Budget planning for enterprise search – the Fourth Dimension

For the last 20 years one of the constant challenges of search procurement projects has been working with clients to balance software costs, professional services costs and the investment in a search team. Computational costs could pretty much be ignored in an on-prem installation other than perhaps some additional servers for the index. Now the three dimensions have become four. The fourth dimension is the computational costs incurred with the cloud service provider.

A recent post from the guru of search gurus, Daniel Tunkelang, sets out some of these costs and makes very informed suggestions as to where investment in computational functionality is wise and also where the impact is low. The post is primarily directed at opensource solutions but it is completely relevant to commercial enterprise search situations. The difference is that with a commercial application the customer has little control over the allocation of computing resources. All the normal rules on capacity planning go out of the window with search, especially where there is a migration from on-prem to cloud, because the customer has absolutely no prior knowledge of the difference between enterprise applications that use databases and search applications with look-ups from an inverted file. The content processing pipeline is a good example.

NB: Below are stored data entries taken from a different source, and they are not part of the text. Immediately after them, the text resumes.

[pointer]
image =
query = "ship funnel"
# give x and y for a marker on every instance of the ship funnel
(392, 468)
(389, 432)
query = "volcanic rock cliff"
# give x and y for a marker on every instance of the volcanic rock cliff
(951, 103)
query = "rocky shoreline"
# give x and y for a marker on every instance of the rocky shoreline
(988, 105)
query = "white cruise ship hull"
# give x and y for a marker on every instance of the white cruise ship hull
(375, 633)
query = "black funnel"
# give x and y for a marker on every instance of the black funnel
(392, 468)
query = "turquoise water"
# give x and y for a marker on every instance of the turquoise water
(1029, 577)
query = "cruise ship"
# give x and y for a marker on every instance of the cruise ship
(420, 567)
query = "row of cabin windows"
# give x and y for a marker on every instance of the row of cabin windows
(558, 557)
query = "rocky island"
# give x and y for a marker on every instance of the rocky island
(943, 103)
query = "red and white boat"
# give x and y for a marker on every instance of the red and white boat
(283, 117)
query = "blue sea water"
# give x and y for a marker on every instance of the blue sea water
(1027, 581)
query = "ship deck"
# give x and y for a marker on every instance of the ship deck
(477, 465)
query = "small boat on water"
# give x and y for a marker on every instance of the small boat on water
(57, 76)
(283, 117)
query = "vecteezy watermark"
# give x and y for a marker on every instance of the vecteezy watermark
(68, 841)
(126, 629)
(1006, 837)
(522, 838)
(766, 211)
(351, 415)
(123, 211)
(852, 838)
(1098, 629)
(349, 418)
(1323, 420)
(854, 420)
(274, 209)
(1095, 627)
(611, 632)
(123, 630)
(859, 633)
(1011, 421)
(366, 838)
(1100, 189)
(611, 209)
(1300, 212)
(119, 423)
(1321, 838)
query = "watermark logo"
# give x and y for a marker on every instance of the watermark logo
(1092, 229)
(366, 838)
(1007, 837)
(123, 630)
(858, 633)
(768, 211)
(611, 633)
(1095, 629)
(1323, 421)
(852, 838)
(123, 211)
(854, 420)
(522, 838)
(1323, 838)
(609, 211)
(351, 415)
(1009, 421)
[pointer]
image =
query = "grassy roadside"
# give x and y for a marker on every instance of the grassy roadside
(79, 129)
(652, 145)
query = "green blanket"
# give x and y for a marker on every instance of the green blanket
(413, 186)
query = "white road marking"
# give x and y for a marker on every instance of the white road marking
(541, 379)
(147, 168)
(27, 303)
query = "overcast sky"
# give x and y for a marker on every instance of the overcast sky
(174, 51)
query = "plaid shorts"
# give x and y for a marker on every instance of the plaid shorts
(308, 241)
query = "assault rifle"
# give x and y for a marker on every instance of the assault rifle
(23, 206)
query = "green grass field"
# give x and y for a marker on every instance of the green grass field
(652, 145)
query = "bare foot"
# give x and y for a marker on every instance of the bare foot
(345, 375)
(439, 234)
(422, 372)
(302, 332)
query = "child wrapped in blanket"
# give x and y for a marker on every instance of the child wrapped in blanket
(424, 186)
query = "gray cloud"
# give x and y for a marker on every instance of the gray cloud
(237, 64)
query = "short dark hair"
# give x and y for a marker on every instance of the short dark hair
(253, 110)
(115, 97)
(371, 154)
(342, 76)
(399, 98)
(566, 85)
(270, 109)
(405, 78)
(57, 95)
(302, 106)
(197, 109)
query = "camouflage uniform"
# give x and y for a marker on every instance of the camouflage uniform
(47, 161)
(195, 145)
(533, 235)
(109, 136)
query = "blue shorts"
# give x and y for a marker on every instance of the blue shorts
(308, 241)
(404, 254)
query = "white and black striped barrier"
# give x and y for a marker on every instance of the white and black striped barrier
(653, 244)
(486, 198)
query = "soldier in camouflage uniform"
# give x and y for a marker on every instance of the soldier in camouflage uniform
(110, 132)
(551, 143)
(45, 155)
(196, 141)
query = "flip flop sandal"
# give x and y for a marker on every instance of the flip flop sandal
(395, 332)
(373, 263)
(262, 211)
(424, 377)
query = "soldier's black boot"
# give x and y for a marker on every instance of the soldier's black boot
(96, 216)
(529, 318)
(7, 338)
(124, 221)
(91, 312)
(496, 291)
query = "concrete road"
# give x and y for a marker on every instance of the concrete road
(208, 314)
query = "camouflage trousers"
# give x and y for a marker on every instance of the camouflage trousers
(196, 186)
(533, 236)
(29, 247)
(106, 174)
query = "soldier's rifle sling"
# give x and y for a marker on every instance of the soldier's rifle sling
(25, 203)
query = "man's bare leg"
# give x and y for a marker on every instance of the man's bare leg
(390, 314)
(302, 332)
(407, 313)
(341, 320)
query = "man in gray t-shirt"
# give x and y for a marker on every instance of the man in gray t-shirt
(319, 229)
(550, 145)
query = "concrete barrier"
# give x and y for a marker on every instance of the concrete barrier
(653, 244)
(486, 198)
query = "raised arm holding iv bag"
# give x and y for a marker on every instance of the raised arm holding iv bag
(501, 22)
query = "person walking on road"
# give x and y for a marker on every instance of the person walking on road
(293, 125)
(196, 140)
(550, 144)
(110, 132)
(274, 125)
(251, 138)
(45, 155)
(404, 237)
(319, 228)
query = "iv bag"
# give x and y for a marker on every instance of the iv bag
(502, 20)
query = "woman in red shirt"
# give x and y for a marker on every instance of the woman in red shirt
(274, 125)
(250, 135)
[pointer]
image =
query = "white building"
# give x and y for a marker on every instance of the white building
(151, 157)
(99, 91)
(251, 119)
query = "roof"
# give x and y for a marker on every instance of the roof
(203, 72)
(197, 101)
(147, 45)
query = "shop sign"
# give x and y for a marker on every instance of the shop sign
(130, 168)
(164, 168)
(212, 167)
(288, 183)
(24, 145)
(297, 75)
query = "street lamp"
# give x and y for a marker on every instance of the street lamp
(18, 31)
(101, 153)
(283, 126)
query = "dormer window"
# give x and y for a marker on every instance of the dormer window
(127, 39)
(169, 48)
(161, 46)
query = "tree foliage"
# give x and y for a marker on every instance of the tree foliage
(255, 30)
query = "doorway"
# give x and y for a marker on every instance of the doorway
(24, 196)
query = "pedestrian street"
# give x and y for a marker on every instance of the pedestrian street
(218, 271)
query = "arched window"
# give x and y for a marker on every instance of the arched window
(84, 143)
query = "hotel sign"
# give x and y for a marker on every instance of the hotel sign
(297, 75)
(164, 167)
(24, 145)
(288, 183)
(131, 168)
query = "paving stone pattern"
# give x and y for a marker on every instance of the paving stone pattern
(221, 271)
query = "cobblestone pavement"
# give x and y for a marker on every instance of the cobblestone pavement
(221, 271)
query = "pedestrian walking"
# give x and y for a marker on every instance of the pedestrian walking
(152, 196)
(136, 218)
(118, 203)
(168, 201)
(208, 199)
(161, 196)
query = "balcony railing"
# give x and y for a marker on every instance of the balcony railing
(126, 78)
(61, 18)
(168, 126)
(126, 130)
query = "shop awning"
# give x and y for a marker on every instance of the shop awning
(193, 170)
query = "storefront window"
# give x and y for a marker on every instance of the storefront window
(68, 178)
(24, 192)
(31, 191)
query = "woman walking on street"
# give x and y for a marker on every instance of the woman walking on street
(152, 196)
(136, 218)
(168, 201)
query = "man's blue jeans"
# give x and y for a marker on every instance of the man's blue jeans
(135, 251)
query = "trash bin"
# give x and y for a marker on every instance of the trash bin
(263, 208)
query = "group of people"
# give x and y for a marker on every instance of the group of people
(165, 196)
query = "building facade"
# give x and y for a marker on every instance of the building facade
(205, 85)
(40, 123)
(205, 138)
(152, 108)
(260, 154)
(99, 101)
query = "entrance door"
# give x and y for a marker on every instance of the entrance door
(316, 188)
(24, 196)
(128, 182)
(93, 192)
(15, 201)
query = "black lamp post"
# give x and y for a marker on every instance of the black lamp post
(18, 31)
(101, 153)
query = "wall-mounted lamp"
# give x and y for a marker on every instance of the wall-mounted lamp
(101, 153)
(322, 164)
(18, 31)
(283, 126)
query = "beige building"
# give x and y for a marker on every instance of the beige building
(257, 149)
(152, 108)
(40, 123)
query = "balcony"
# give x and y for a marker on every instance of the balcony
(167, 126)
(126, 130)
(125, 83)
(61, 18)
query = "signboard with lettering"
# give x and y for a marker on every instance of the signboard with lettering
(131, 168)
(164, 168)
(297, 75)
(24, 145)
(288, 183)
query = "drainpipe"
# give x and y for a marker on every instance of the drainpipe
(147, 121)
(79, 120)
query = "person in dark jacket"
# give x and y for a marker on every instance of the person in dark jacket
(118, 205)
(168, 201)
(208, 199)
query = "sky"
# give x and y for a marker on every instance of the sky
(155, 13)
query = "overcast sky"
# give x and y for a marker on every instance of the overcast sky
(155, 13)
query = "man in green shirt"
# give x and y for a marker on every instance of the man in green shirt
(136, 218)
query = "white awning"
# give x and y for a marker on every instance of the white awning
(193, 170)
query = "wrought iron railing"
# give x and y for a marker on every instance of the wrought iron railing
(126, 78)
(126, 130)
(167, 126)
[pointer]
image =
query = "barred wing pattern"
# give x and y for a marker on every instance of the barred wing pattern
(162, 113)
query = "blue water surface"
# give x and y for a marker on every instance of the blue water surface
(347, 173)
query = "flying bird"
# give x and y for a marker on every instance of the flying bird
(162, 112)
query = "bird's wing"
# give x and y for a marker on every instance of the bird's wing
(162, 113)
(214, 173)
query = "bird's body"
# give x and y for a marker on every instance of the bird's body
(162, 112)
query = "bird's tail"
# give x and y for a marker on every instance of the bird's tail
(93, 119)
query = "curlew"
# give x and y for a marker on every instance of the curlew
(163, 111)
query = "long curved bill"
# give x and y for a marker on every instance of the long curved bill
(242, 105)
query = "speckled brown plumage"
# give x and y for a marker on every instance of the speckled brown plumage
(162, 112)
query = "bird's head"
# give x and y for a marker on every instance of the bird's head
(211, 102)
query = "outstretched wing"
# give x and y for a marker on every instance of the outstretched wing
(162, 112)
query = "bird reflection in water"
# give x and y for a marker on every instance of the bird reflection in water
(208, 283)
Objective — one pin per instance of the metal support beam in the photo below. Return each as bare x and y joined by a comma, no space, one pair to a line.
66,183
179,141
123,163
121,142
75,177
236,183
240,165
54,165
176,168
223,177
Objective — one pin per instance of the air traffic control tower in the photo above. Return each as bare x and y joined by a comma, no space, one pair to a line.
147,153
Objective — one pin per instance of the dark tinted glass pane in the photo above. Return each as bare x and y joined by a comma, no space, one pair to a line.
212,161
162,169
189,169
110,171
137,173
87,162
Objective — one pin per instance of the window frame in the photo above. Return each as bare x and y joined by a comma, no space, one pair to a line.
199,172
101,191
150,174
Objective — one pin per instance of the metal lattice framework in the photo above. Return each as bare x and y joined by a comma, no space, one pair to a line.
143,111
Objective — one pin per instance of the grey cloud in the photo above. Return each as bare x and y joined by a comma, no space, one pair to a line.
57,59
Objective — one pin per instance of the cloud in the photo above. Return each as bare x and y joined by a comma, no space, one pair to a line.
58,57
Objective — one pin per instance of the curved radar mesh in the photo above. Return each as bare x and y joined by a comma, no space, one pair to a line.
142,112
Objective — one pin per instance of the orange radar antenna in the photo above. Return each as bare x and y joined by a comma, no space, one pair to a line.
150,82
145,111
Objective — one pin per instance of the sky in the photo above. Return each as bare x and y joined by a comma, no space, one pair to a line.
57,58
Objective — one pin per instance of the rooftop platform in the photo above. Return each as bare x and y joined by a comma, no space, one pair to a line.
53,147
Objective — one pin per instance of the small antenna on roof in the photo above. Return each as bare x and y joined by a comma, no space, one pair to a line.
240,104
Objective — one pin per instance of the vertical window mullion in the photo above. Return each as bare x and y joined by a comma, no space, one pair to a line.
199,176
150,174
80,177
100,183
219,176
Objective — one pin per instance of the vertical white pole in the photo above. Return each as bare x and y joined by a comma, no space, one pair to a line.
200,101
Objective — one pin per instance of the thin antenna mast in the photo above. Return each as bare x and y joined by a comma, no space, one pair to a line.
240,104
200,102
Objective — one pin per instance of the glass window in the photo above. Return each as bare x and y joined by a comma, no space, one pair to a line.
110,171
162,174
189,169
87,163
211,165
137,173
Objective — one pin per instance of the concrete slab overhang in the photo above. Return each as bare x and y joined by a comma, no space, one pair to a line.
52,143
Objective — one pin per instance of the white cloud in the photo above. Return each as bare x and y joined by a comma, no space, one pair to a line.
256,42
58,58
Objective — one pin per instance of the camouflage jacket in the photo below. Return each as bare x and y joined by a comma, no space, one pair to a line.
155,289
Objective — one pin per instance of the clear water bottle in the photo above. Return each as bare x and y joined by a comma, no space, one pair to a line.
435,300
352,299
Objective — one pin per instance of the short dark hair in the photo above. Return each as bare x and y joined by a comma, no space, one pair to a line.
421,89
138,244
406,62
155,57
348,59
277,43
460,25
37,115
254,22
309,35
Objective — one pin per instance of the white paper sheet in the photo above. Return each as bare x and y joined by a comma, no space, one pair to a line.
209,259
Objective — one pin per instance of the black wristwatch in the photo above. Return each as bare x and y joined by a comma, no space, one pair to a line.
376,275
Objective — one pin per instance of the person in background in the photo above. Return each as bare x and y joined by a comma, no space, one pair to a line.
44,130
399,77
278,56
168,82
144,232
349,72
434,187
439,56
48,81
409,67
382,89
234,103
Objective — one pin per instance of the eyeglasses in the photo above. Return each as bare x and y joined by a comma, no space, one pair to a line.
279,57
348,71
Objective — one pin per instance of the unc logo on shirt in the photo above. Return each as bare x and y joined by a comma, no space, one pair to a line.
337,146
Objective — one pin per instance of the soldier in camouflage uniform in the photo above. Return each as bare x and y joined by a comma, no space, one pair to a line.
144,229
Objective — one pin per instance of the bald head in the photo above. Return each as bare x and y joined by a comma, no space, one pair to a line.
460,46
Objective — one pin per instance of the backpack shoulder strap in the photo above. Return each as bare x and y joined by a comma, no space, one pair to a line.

The vendor may have been transparent in the elements involved but will not be able to fine-tune the cloud service costs without a seriously deep dive into both the current architecture and the architecture-to-be. In my experience two of the elements that often catch clients out are auto-suggest (because every added character in effect is a new query to run against the index) and when it is necessary to undertake a partial re-index. Another factor is federated search. It may seem such a good idea to be able to search all applications but will the budget support this use case and deliver value?

Then there is the system up-time problem. It is unusual for a search vendor to have their own cloud platform so they will be buying space on AWS, Google, Azure or any number of other services. This space usually comes with an up-time commitment of (say) 99.7%. That may seem fine until you work through the implications of the 0.3% and decide that a 99.95% up-time is essential to maintain global service levels. The cloud provider can certainly meet that requirement but the cost of the additional 0.25% might make your eyes water. Federated search again needs to be factored in because the required search uptime may be greater than one of the selected applications (HR is a good example) where computation speed has never been a major requirement. Of course you may be planning to use the cloud service with which you already have an enterprise agreement. Even then you are going to have to flex some numbers.

It is in the nature of a search procurement that even the preferred vendor may not be able/wish to present the complete financial picture until negotiations start about the contract. Part of this is a concern that the costs may be significantly higher than the customer expected and another part is that it is very dependent (inter alia) on the user profiles, index freshness, query strategies and content complexity. It might well take a serious proof-of-concept to get a handle on some of the numbers but the question with any PoC is the extent to which it scales. In a procurement project last year a vendor who could meet all the functional and non-functional requirements of my client could not meet the uptime requirement within the available budget and was excluded from consideration. The final twist may be that the vendors you are considering use different cloud platforms and different algorithms for the usage costs. Welcome to the Fourth Dimension of enterprise search procurement!

Martin White